Two 22-year-old college buddies had a bright idea last June: Let’s break into a Virginia gun shop, steal pistols and sell them on the streets of the nation’s capital.
With that in mind, Leon Waddy and Michael Henderson set out for Green Top Sporting Goods in Glen Allen, Va., just north of Richmond. They took a bat to the front door, a hammer to the display cases and made off with 34 guns. All of this was recorded on a security camera and documented in court records.
Waddy and Henderson were efficient at grabbing guns but novices at selling them. They sold a 40-caliber pistol for $550 and a 50-caliber one for $1,000 — both to an informant for the Bureau of Alcohol, Tobacco, Firearms and Explosives.

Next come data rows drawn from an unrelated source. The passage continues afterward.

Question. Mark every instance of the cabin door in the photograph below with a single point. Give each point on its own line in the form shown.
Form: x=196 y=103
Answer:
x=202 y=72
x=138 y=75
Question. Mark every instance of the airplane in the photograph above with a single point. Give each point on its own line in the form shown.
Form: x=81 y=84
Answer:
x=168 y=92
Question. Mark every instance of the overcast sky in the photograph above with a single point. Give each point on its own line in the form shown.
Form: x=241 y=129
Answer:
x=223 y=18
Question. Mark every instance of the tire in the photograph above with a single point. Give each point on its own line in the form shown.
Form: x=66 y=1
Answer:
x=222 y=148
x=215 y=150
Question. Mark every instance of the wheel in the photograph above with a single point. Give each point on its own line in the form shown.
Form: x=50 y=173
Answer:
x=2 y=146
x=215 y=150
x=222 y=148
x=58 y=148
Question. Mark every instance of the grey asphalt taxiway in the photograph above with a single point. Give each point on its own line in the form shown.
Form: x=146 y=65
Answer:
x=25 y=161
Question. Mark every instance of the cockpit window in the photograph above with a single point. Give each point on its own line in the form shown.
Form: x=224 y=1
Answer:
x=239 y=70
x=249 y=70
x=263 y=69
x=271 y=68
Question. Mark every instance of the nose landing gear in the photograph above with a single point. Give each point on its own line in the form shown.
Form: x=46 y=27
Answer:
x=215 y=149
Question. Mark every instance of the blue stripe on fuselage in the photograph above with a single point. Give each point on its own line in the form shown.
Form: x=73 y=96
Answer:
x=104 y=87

The feds and D.C. police quickly built a case, busted down doors and got both into custody by June 20. But they recovered only six of the 34 stolen firearms; the rest were already in circulation.

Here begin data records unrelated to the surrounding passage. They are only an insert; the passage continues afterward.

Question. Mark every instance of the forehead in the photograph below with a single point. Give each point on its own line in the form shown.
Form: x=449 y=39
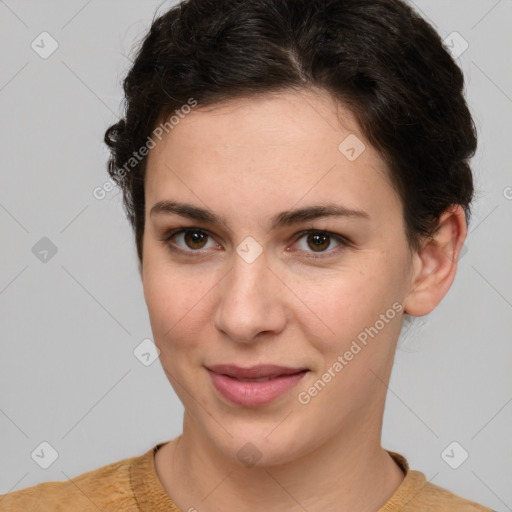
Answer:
x=266 y=153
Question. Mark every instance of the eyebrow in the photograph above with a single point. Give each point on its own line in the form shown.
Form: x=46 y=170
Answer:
x=285 y=218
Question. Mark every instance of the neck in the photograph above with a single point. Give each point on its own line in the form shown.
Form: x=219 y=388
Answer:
x=333 y=476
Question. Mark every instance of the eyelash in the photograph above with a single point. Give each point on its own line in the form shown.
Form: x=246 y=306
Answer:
x=167 y=237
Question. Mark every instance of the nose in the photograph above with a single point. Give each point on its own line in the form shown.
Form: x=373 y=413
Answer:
x=251 y=301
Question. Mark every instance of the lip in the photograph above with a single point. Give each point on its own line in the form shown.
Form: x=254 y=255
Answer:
x=226 y=381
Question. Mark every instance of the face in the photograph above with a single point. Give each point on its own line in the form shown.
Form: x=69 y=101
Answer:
x=252 y=284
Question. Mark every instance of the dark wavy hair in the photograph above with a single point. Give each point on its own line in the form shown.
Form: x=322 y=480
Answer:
x=378 y=57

Both men pleaded guilty but neither is likely to serve much time in jail. A federal judge in D.C. sentenced Waddy to 22 months; one in Greenbelt gave Henderson 18 months.
Forgive me for playing the tough guy, but this seems like a slap on the wrist for adults who sold a small arsenal of killing machines to people who are very likely to use them in violent crimes. Imagine the cold barrel of one of the semiautomatics shoved into your temple. Why did Henderson get a year and a half when someone using one of his guns in a robbery might get 10 years?
I bring up this case now because Mayor Adrian Fenty is putting the finishing touches on his Omnibus Crime Bill. He introduced a crime bill late last year, and Judiciary Committee Chairman Phil Mendelson held one roundtable discussion. Fenty is poised to send it up again.
At the roundtable discussion, two men you might not expect to agree advocated the same thing: mandatory sentences for selling or using an illegal firearm.
Ronald “Mo” Moten, co-founder of the Peaceaholics, a group that works with street gangs, called for a 20-year mandatory sentence for anyone selling a gun to a juvenile. “We need tougher consequences,” he tells me. “It’s easier for a kid to get an AK-47 than help going to college.”
Police union chief Kristopher Baumann called for 15-year mandatory sentences for committing a crime of violence with a gun; illegally transporting, distributing or selling a firearm; and 15 years for a convicted felon who uses a gun for criminal purposes.
“We have to give the people of D.C. the chance to live a normal life,” Baumann says, “without being afraid of going to the store and confronting someone with a gun.”
If Waddy and Henderson knew they could face 15 years in the slammer, chances are they would have gone fishing that June day, rather than busting into a gun shop and polluting our streets with illegal weapons.